Monday, March 22, 2010

There's Just Not A Title Weird Enough For This

I'm not into conspiracy theories but if I were, I'd say there's a conspiracy afoot that's bigger than Area 51. I am, of course, talking about the superbly organized secret society of kids. Specifically, Weird Things Kids Do and Say That Make You Go, "Huh?"

Why do little boys have this terrible fascination with poop and pee? Sam's latest thing is singing every preschool song he knows, but using the words "poop" and "pee" instead of the normal lyrics. Why is this? Now, I would imagine that it's the shock factor. He likes getting a rise out of me. But he does it even when I'm not paying attention, and he tickles himself to pieces doing it. He just likes saying "poop" and "pee". What is that about?

Tonight Sophie asked me, out of the blue, if God ever gets the hiccups. ???? How would I know? I just looked at her in consternation. And of course it made me wonder, does He burp? Does He trip over things? Does He forget where He put His chariot keys? When He calls for one of the angels, does He go through every name in the book until He finally gets to the one He wants? Can you just imagine? "Mich-Gabr-HEY YOU!" Wonder if God does that. So now I've got this whole line of thought that I can't get rid of, while Sophie, having delivered her payload of confusion, happily goes to bed and forgets she ever asked me a question. Doesn't that just smack of conspiracy to you?
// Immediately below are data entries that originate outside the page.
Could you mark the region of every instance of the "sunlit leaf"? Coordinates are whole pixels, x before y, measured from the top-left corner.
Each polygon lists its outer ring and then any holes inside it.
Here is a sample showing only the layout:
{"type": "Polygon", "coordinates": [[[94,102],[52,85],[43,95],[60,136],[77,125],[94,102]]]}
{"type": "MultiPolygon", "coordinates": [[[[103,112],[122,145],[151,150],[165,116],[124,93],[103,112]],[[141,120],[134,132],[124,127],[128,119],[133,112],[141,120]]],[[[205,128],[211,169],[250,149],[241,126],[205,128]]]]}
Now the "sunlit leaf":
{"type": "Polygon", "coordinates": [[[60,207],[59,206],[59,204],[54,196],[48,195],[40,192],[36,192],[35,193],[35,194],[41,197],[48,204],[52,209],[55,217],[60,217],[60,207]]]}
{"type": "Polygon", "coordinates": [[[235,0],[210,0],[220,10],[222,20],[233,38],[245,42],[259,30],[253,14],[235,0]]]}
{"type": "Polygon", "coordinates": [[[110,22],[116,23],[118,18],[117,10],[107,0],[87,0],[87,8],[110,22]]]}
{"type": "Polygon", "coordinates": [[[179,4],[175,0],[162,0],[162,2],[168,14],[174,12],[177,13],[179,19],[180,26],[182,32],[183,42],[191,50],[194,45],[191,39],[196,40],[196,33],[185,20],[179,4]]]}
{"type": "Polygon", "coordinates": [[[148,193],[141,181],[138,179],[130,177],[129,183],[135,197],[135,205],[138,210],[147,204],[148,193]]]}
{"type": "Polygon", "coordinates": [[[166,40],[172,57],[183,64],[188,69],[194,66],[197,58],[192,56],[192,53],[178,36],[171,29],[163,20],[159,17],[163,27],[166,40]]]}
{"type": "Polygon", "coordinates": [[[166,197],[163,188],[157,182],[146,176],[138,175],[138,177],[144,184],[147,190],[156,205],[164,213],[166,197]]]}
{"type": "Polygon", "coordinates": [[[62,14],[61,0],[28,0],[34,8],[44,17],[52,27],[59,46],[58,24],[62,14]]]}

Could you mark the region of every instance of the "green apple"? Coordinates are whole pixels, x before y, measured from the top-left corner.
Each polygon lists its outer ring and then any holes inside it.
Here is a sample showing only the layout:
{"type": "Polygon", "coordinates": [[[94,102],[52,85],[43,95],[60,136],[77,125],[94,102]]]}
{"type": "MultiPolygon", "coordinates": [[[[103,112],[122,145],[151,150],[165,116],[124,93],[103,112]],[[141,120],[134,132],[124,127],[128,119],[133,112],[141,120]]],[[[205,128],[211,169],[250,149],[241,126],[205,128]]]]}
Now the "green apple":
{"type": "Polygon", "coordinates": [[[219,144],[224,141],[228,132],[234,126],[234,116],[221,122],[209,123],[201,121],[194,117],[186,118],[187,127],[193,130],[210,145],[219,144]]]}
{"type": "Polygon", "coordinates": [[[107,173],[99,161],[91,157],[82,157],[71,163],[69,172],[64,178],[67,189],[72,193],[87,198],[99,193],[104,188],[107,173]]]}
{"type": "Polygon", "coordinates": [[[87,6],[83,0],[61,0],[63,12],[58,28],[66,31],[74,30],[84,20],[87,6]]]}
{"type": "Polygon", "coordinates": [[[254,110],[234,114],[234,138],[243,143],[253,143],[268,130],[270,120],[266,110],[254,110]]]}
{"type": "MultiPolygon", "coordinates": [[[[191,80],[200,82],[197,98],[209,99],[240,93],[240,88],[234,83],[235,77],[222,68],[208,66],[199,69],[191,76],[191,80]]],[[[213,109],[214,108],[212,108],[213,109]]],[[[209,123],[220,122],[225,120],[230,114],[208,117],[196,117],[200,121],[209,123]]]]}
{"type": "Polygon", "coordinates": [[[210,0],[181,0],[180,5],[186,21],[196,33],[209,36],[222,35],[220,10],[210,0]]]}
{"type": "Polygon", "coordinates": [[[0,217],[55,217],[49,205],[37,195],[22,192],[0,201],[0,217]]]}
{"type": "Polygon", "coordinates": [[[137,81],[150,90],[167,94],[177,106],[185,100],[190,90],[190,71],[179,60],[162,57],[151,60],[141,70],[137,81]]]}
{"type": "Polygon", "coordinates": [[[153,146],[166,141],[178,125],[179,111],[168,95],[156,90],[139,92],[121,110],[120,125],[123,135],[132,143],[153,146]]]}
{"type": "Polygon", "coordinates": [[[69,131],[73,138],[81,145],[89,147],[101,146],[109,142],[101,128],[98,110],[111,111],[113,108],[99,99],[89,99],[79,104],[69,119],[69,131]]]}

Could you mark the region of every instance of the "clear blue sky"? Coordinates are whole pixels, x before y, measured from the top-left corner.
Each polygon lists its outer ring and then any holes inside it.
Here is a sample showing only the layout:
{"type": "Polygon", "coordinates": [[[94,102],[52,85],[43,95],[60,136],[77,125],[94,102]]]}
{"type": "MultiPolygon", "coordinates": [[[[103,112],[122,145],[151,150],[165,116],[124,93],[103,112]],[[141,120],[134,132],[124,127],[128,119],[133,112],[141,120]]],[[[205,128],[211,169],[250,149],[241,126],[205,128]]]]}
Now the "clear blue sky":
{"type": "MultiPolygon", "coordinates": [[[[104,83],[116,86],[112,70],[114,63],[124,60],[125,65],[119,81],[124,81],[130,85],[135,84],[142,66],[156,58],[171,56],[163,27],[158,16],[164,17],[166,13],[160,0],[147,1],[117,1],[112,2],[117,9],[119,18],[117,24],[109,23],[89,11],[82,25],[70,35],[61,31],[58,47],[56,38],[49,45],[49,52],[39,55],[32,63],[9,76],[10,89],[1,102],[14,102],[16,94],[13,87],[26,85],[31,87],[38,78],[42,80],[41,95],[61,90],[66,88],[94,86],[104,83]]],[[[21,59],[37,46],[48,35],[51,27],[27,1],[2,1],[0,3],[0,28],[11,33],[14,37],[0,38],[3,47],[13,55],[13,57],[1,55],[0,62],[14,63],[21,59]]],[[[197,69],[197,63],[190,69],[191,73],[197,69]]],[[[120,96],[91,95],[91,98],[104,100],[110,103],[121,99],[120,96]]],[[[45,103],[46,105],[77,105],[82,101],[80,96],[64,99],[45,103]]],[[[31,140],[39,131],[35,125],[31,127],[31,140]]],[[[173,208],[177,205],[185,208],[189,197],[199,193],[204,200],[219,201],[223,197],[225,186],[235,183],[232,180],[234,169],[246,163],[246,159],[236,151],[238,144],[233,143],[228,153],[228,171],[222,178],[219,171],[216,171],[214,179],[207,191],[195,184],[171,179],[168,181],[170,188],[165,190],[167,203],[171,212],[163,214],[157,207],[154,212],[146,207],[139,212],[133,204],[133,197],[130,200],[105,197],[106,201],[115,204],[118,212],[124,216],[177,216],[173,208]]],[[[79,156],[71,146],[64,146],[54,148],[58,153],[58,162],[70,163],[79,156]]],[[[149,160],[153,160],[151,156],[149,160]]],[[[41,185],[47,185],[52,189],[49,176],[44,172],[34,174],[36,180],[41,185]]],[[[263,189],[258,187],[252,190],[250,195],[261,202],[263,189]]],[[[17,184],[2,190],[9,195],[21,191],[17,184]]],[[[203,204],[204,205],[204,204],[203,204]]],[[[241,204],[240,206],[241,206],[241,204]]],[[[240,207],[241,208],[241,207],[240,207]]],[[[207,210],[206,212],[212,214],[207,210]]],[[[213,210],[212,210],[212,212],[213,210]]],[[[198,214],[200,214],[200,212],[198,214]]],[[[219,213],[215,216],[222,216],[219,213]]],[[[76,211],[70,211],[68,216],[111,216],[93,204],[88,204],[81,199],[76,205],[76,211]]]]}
I tell you, the CIA has NOTHING on kids and their left-field maneuvers. And don't think, just because these are the only two examples I've got tonight, that this is it. Oh, no. These kids have confounded me lots of times, and they specialize in tag-teaming each other. Just when I come down from one messy thing with one kid, the other one leaps in and takes over. It's wrestling at its finest, and I'm sorry to say I'm losing.

Well, this is a short one tonight but it's the best I could do. They have their little club and I'd love to know the secret handshake.